A small, fine luxury hotel in the heart of Vienna – just a stone’s throw from the Steffl or the Graben. The new boutique hotel is named after Emperor Leopold I, whose bust and other relics from his time can be admired in the Museum of Art History. The Habsburgs ruled the Danube monarchy from 1658 to 1705, and the beautiful baroque building in which The Leo Grand is housed today also dates from this period.
In the centuries of its existence, the house has experienced turbulent times and once even belonged to the imperial financier Samuel Oppenheimer.

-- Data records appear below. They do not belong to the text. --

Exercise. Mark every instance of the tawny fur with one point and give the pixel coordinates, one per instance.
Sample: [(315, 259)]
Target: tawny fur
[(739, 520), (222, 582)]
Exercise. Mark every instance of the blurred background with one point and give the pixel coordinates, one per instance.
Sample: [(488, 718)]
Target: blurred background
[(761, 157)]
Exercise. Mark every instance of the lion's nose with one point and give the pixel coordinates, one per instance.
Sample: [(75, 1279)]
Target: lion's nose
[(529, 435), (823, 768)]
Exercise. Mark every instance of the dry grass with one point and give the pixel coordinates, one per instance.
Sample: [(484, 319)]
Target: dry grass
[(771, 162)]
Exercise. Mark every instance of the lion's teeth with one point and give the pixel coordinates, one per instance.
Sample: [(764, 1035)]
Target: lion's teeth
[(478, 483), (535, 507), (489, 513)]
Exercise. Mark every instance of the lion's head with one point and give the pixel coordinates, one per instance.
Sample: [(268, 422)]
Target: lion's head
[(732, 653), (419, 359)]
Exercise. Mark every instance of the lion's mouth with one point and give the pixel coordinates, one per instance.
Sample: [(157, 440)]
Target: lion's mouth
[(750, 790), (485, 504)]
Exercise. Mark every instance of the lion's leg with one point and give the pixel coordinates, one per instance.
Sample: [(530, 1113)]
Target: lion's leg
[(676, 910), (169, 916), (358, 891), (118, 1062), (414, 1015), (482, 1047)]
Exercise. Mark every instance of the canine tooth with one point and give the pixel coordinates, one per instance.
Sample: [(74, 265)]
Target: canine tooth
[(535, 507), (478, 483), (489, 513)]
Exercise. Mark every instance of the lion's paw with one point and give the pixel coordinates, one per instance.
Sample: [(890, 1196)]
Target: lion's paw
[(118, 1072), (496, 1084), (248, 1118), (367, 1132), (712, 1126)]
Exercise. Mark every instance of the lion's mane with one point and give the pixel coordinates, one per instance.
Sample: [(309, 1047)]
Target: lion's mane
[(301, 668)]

A few years ago, it was taken over by the Austrian Lenikus Group, which specializes in a lifestyle mix of real estate, hotels, gastronomy, wine and art.
For years, the house was renovated with great respect for its long history. Today, it meets the demands of the present in every respect, without neglecting charming details from the past. Head designer Gabriele Lenikus is responsible for the hotel’s extraordinary interior. She has had beautiful furniture, lamps, wallpaper and carpets for the 76 rooms, including five suites, made according to her designs and from the highest quality materials in manufactories.
Sophisticated down to the smallest, loving details, which often reveal a reminiscence of Emperor Leopold. Like his likeness, which Gabriele Lenikus even had woven into the carpets.
The Leo Grand is not a hotel in the usual sense, but a total work of art combining history and zeitgeist. The special flair can be felt throughout the hotel, including in the “Dots at Leo Grand” restaurant, which is located in the building’s inner courtyard. In addition to charming side rooms for private parties, it also offers a typical “Schanigarten” on the street side.
If you fancy the absolute Vienna feeling , you should of course treat yourself to a room. Preferably one with a view of St. Stephen’s Cathedral, which sometimes seems close enough to touch from your own bathtub.